Your process is very similar to ours. We load all data over all years into a database, then our CDM_BUILDER chunks up the people and runs a person at a time. We can then distribute the work across machines.
We do not rebuild the SOURCE each time, we just append our new data to the end of it and reprocess indexes/statistics and such. The CDM is completely rebuilt each time.

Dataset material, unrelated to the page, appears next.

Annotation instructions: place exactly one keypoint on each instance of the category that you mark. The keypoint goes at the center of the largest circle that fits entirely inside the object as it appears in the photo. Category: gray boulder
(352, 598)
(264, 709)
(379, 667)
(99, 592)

Actually, giving it a little thought, you might be able to do it by year. It is more work and will increase your run time (you’ll have a lot of post processing that wouldn’t have to be done running off the full DB).
-
You would have the problem that OBSERVATION_PERIODS would be year bound, but maybe you just create a job at the end that stitches them all together at the end.
-
ERAS would be fine, you would just run them after all the years are done running.
-
For the PERSON data we take the last person’s data - so you could have a situation that a person changed gender/birth year - but you could write each year’s information out and then post processing collapse the data.
-
For collapsing adjustment claims, you could just do the adjustment in the year and just accept you might be missing opportunities to collapse some records. Truven does a fairly good job of cleaning up the data, it isn’t like collapsing is a major component anyway.
I’ll noodle on it a bit more and see if I can come up with a reason why it would be a bad idea. Also, I am assuming you’ll have to do a full CDM build each time, you’ll need to get all data on the same VOCAB. I would not recommend appending to a CDM due to needing to keep up with the VOCAB.